Das Foto ist aus dem großen, bösen Internet. Ich kann höchstens nochmal schauen aber ich glaube kaum, dass man ein Schrägbild vom Inneren findet!

Mehr hab ich jetzt nicht an Bildern gefunden.


----------



## acidburn1811 (20. März 2014)

*AW: Passt eine Backplate (CPU Kühler) zwischen Gehäusewand und Unterseite Mainboard?*

Das letzte mal wo ich Persönlich ein baugleiches Gehäuse gesehn hab liegt schon einige Jahre zurück,mir wär das auf den Erhebungen zu unsicher.
Aber wenn es so schon 4 jahre drauf lag und Lief 

Also in dem Sinne, wenn´s die BP drauf haben willst und keine andere Schrauben benutzten magst...Ist die Flex wohl der einfachste Weg


----------



## Toffelwurst (20. März 2014)

*AW: Passt eine Backplate (CPU Kühler) zwischen Gehäusewand und Unterseite Mainboard?*

Anhand des zweiten Bilds würde ich fast behaupten, dass die backplate locker drauf passt.

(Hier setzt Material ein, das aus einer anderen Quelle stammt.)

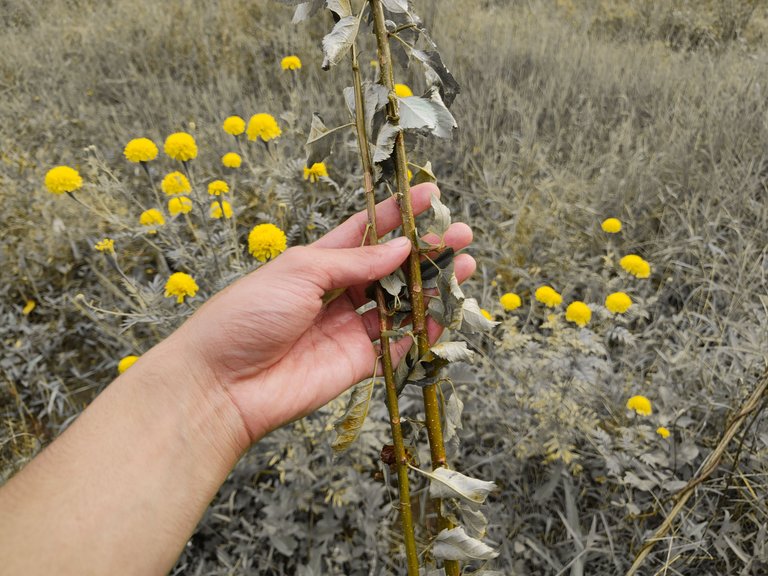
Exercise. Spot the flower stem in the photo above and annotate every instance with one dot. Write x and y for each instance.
(403, 195)
(372, 237)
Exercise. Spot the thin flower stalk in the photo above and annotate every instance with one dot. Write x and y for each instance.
(431, 402)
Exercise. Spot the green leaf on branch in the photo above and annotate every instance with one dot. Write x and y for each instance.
(453, 351)
(338, 42)
(385, 142)
(348, 426)
(454, 544)
(423, 174)
(441, 216)
(438, 75)
(427, 113)
(472, 320)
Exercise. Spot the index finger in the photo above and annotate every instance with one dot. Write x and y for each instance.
(350, 233)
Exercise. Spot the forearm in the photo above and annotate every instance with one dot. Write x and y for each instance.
(123, 488)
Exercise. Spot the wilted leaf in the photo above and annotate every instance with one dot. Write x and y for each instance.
(472, 320)
(348, 426)
(420, 113)
(453, 351)
(396, 5)
(451, 484)
(454, 544)
(438, 75)
(339, 41)
(441, 216)
(341, 8)
(385, 142)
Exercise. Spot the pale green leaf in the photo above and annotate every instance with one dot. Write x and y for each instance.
(348, 426)
(454, 544)
(338, 42)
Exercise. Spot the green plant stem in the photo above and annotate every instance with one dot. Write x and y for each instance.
(372, 237)
(431, 403)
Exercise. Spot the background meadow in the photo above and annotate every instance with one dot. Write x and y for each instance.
(570, 112)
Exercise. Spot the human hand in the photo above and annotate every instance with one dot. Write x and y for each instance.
(272, 345)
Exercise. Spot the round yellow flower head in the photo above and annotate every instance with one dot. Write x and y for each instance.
(263, 126)
(216, 210)
(175, 183)
(548, 296)
(611, 225)
(152, 217)
(63, 179)
(106, 245)
(231, 160)
(510, 301)
(618, 302)
(28, 307)
(140, 150)
(181, 146)
(578, 313)
(640, 404)
(126, 363)
(266, 241)
(180, 284)
(317, 171)
(403, 91)
(217, 188)
(234, 125)
(291, 63)
(636, 266)
(179, 205)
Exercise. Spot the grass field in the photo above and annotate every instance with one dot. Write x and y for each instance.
(570, 112)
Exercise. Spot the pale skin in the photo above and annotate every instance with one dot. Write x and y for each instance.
(121, 491)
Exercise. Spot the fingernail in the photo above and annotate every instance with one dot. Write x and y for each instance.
(399, 242)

Die stehen ja schon ordentlich vor.


----------



## freezy94 (20. März 2014)

Backplates passen immer. Der Abstand (auch bei Erhebungen) ist in der Regel immer groß genug, da wird es keine Probleme geben. 

Das verschrauben auf den Erhebungen ist ebenfalls kein Problem. Schaut man sich mal ein MB an weiß man auch warum. Da verlaufen keine Leiterbahnen oder ähnliches in der direkten Umgebung. Desweiteren sind die Löcher durch eine Metalleinlage von oben und unten verstärkt. 

Wie man keine Backplate verbauen kann ist mir ein Rätsel. Du verteilst das Gewicht total ungleichmäßig, erhältst unterschiedlichen Anpressdruck und mit pech zerreißt es dir dein Board wenn dein PC auch mal woanders hingetragen wird. Verbau also auf jeden Fall die Backplate, die wird passen!


----------



## Der-Prediger (21. März 2014)

*AW: Passt eine Backplate (CPU Kühler) zwischen Gehäusewand und Unterseite Mainboard?*

@acidburn:

Nur nochmal zum Verständnis: Du meinst mit "aufliegen" Mainboard und die Erhebnungen, nicht Mainboard und Backplate auf Untergrund?

@Toffelwurst:

Trotzdem nichtmehr, als die Standoffs, da diese ja in die anderen Bohrungen gehen. 

______________

Wie gesagt: in ein zwei Wochen weiß ich mehr, dann schreib ichs euch nochmal! 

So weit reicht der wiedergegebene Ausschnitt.